With the random forest method, we get a combination of trees as the “product”. We can plot model performance as a function of the model tuning parameters. This plot suggests that we get the best model with two predictors and a minimum node size of seven. The highest accuracy from repeated cross-validation is just over 0.75. These results are consistent with what we found with the ‘rpart’ method.

FIGURE 15. Random forest method on training data: Model performance as a function of tuning parameters.

Rpart with centered and scaled predictors

As a final try, I’ll repeat the ‘rpart’ analysis, but with scaled and centered predictors to see how that affects results.
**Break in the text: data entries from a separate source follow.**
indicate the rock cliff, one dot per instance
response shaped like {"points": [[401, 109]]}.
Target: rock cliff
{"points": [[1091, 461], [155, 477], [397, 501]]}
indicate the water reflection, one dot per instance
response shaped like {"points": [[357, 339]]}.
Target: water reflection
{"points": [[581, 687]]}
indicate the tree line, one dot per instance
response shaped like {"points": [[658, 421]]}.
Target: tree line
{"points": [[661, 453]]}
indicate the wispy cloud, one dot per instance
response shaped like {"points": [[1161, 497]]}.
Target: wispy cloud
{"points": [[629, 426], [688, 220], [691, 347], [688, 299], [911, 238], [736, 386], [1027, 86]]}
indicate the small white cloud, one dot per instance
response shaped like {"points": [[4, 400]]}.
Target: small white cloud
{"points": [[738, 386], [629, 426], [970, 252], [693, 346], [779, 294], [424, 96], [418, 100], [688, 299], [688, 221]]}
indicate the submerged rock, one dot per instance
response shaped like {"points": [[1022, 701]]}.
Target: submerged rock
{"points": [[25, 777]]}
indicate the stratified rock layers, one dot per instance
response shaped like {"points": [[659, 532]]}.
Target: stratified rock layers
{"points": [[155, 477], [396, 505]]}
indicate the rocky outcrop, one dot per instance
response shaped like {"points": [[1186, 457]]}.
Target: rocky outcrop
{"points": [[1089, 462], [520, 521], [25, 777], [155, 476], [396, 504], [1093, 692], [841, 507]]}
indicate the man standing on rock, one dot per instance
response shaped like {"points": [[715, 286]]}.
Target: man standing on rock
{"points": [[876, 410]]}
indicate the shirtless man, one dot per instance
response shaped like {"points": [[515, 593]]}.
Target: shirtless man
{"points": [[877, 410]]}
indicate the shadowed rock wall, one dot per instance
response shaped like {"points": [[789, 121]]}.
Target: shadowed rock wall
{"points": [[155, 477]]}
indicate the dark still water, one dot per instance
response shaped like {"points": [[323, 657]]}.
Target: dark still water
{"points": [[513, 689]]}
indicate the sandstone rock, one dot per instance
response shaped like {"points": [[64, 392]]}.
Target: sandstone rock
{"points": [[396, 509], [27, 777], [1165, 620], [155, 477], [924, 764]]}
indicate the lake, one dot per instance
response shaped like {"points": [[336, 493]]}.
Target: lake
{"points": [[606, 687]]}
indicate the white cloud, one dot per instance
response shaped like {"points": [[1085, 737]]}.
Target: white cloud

It doesn’t seem like scaling and centering predictors changed results any. The most important predictors are still proportion comment and number of files. The actual threshold values for splits is different because we’re working with centered and scaled data now.

TABLE 6. Rpart method on training data, but with scaled and centered predictors: Model accuracy for different tune lengths.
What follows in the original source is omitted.